Cheryl Koh, pastry chef of Tarte by Cheryl Koh
Having had stints with a line-up of Michelin-starred restaurants - including Lasserre (Paris), Don Alfonso 1890 (Sorrento), and the now-closed Cépage (Hong Kong) - Cheryl Koh opened Tarte by Cheryl Koh, under the Les Amis Group in 2015. A year later, she was named Asia’s Best Pastry Chef 2016.
A subscriber to the French food writer Curnonsky's quote, that simplicity is a sign of perfection, Koh has been flying the flag for artisanal tarts and other confectioneries made from scratch with great finesse. “I source for the best-in-season fruits and ingredients for the tarts. Not complicating the flavours, and pairing them with elements that bring out the best in their flavours, textures, as well as to put the enjoyment of the fruits and pastries as the priority. I would predict the level and choice of pastries and desserts are going up in Asia," says Koh.

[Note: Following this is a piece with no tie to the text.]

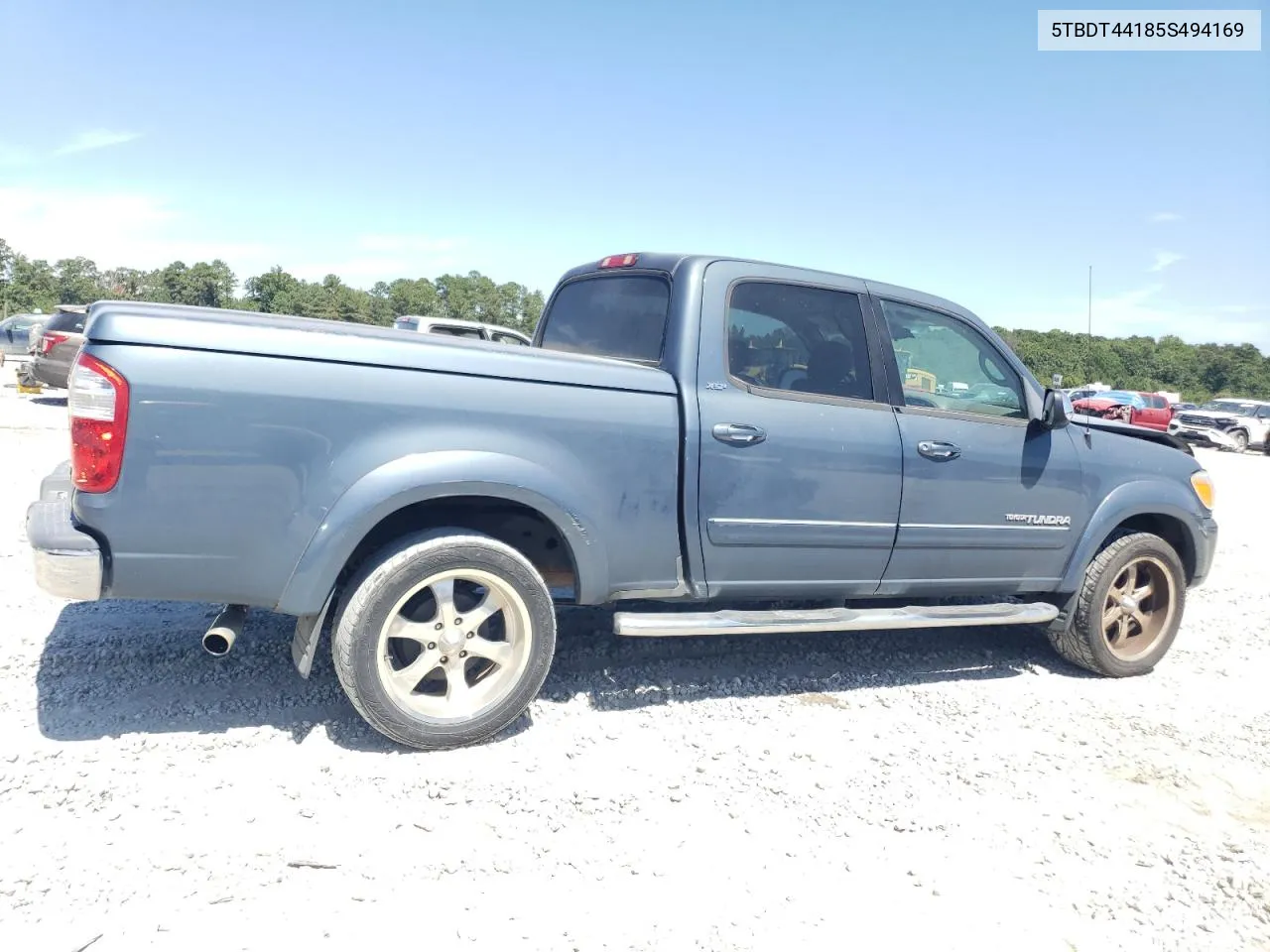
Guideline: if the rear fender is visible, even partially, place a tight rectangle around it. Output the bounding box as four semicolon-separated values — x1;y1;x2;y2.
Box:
277;449;608;616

Lisa Tang, co-founder and chef of Kausmo
Lisa Tang made a splash in 2019 as she co-founded Kausmo, while also being nominated 2019 World Gourmet Summit Rising Female Chef. Also trained by Les Amis Group, Tang aspires to create thoughtful dining and living by challenging food norms.
The 26-year-old originally learned about responsible culinary philosophy while training at Primo, an award-wining farm-to-table restaurant in Maine, in the United States. This appreciation of ingredients prompted her curiosity about the food systems in Singapore.
“It was surprising to learn about the rather hidden layer of food wastage that comes from the aesthetic filtering of fruits and vegetables. These might be over-ripened, over-stocked, oddly-shaped and sized, specifically for retail standards. Such filtering is very much superficial and does not compromise the quality of the produce,” says Tang, who has pledged to help raise awareness of this at Kausmo.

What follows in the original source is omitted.